The projects will include an artifact — article, film, essay or poem — and culminate in a presentation showcase scheduled for next April. Students will also receive mentorship from Kenny and Libbie Rifkin, the director of the Disability Studies Program. Joel Michael Reynolds, the former director of the Disability Studies Program and a Provost’s Distinguished Associate Professor of philosophy and disability studies, played an instrumental role in launching the fellowship.
Rifkin said that disability studies is inherently interdisciplinary and crosses different forms of media.
“Disability studies as an academic discipline is uniquely committed to practice and to engagement with the disability community in all of its variety,” she said. “So, as an academic program, it’s really exciting to be able to partner with the DCC to highlight this theory-practice connection that’s so important to our field.”
The fellowship will also bring together undergraduate and graduate students.
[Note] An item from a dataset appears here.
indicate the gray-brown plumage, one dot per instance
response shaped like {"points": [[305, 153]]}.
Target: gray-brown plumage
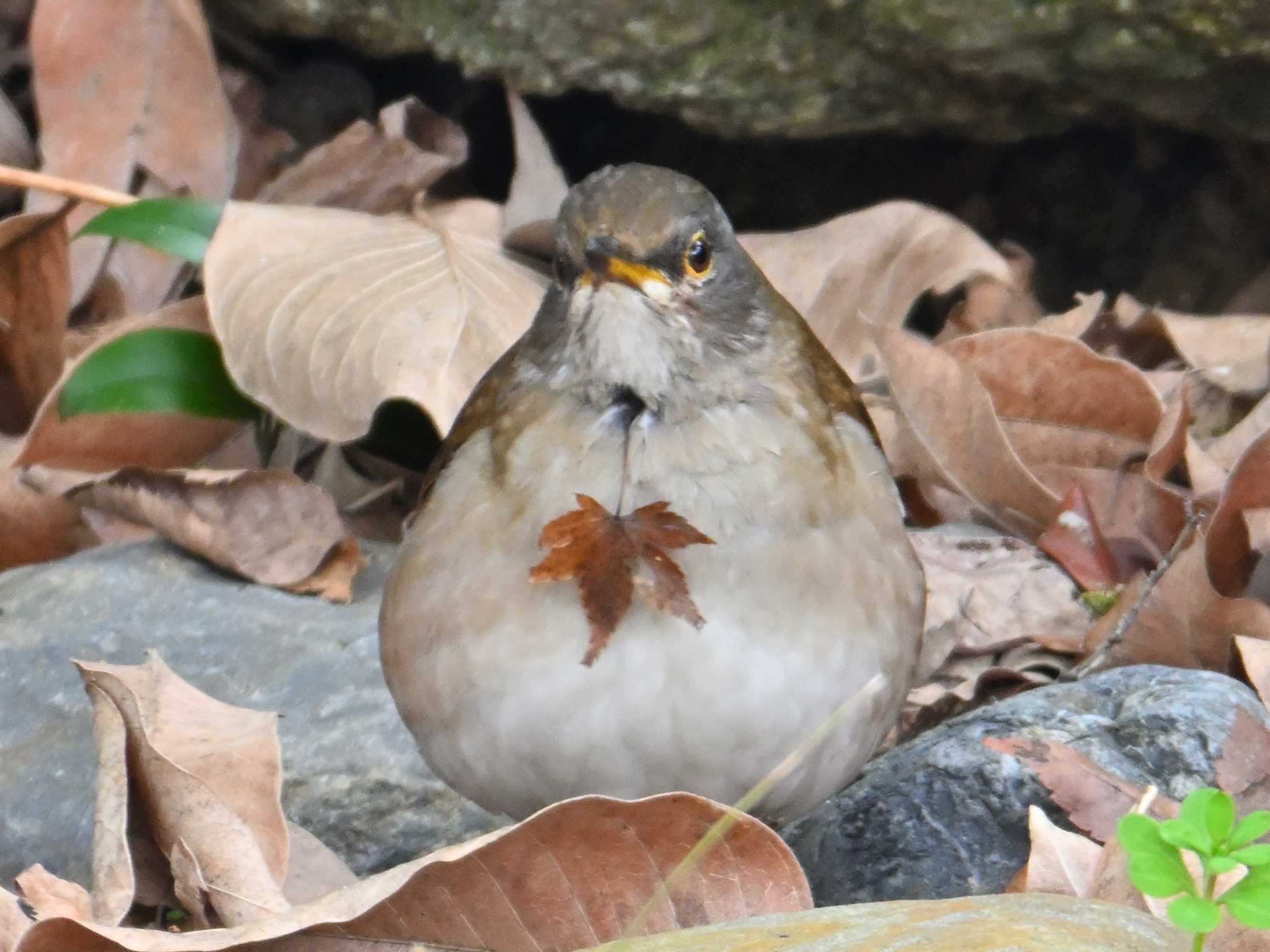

Kenny said she hopes the inaugural cohort can continue to build connections between the Disability Studies Program, the Disability Cultural Center and the various disciplines that the students are studying.
“Disability culture is for everyone,” she said. “We hope that this is one small way that we can invite the broader Georgetown community into experiencing some of the vibrancy of disability culture and disability studies that we get to experience every day.”
Get to know more about the 2026-27 DisCover Fellows and their research projects below.
Phyllis Liu (H’27)

Human science major in the School of Health
Liu has interests in disability studies, health equity and improving access to care for underserved populations. Her project seeks to understand how medical debt functions not only as an economic burden but also as a structural barrier that shapes the lived experiences of disabled people and individuals with chronic illness. Through a disability studies framework, Liu will investigate how financial toxicity intersects with disability, healthcare access and social inequities to contribute to broader conversations about disability justice and health equity.
Jared Salcedo (G’25, G’27)

Graduate student pursuing a Master of Professional Studies in Artificial Intelligence Management in the School of Continuing Studies
Salcedo’s work sits at the intersection of AI governance, the organizational dynamics of perception and inclusive technology policy. His DisCover project, “The Appearance of Competence: Disability, AI, and the Politics of Being Perceived,” is a longform essay exploring how AI-assisted communication tools are reshaping the way ability is expressed, evaluated and recognized. Pairing illustrative vignettes with analysis grounded in disability studies and AI ethics, the project asks what we are actually measuring when we measure competence in an increasingly AI-mediated world.
Saeed Jude Samra (C’27)

Neurobiology major and disability studies minor on the pre-med track in the College of Arts & Sciences
Samra will be working on a short experimental film, DUST, that explores disability, embodiment and impermanence through interconnected sensory narratives. Inspired by the idea that we all return to dust, the film invites audiences to reflect on the fragility, beauty and shared humanity of diverse forms of embodiment.